College students are known for having irregular sleep patterns. One night you may stay up late to study for a test and the next night you may go out with friends. One night you may fall asleep early and sleep for twelve hours.

Symptoms of sleep disorders include being groggy during the day, falling asleep during the day or feeling the need to take a nap often. You may notice your concentration in class is poor and that your academic performance has decreased.

In addition, weight gain, irritability, high blood pressure, lack of focus, confusion and decreased immune system may appear.

Establishing a sleep routine is the best advice for college students. Go to bed at the same time each night, turn off technology, practice mindfulness, don’t eat before bed, and get between seven and eight hours of rest each night.

5. Adjustment Issues

College students leave the comfort and security of their life before college. They leave friends and family behind. They leave their high school routine for an unstructured environment. They leave their hometown for a new town where they know no one. All of this can be overwhelming.

Going to college means everything will change. Sometimes change can be scary and often students have trouble adjusting.

One negative event can turn your world upside down, making you feel like giving up. But don’t give up.

There are many resources on campus to help you adjust and be successful in college. Counseling services may be the first place to visit. They can recommend a support group or other type of service involving other students who are also struggling with adjusting to college life.

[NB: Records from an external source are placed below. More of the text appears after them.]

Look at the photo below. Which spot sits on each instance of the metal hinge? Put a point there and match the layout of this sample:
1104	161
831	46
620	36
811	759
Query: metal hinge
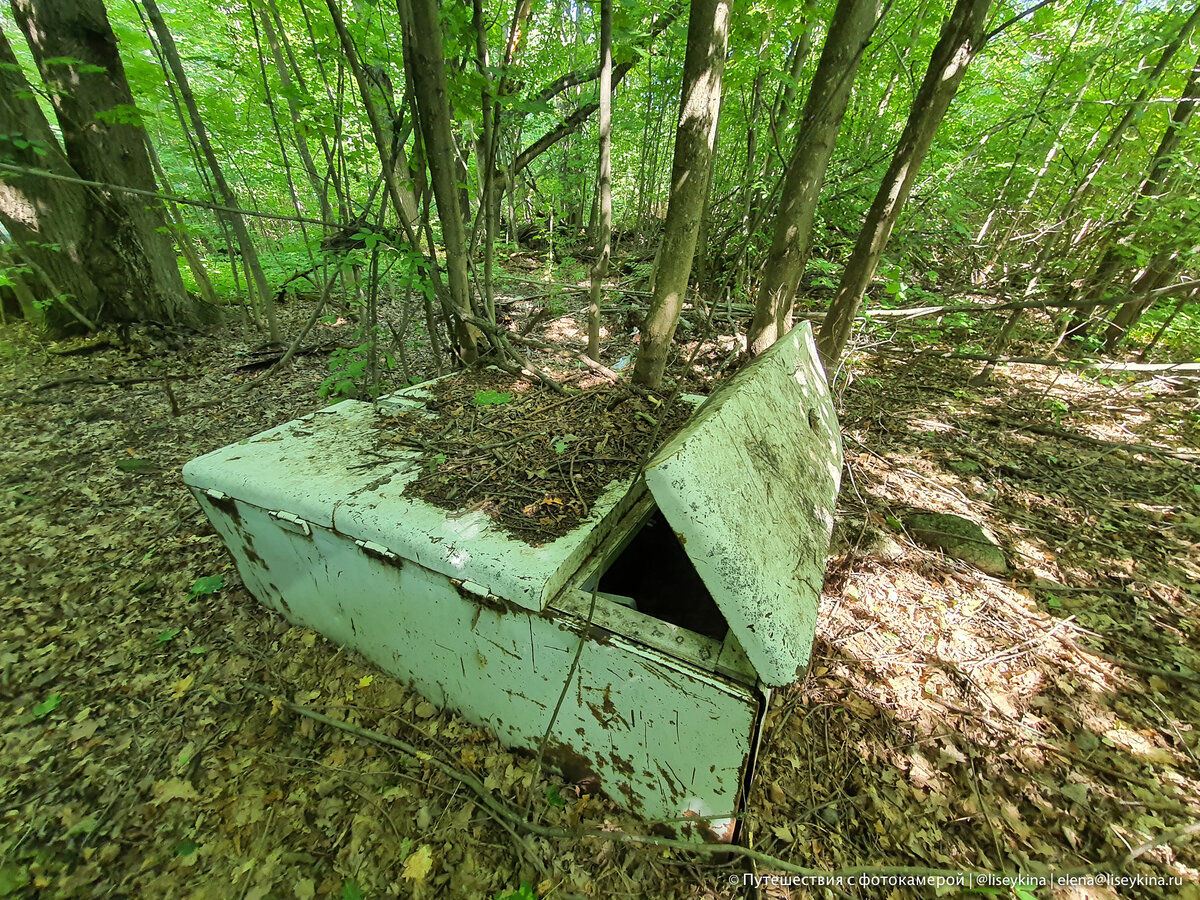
292	522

Other mental health issues in college can include attention deficit hyperactivity disorder (ADHD), which can mean college students are struggling to concentrate in class, are impulsive, restless, and lack organization.

All these symptoms can make it hard to succeed in college. Too often students are given medication for ADHD that can help but can also be abused.

Other issues include Bipolar disorder, inappropriate sexual behavior, eating disorders, and even post-traumatic stress disorder.

In conclusion, while you may be experiencing a mental health issue in college, it doesn’t have to take over your world. All mental health issues are treatable. You can control your mental illness and still be successful in college.

The first step towards help is to tell someone you are struggling. Or, if someone asks you if you need help, take it.

You have access to peer support, professional counselors, treatment centers, and medication therapy while in college.

Don’t wait any longer to get help sorting through your thoughts, feelings, and actions. Find out if they are temporary or situational or long-term. Then take back control of your life.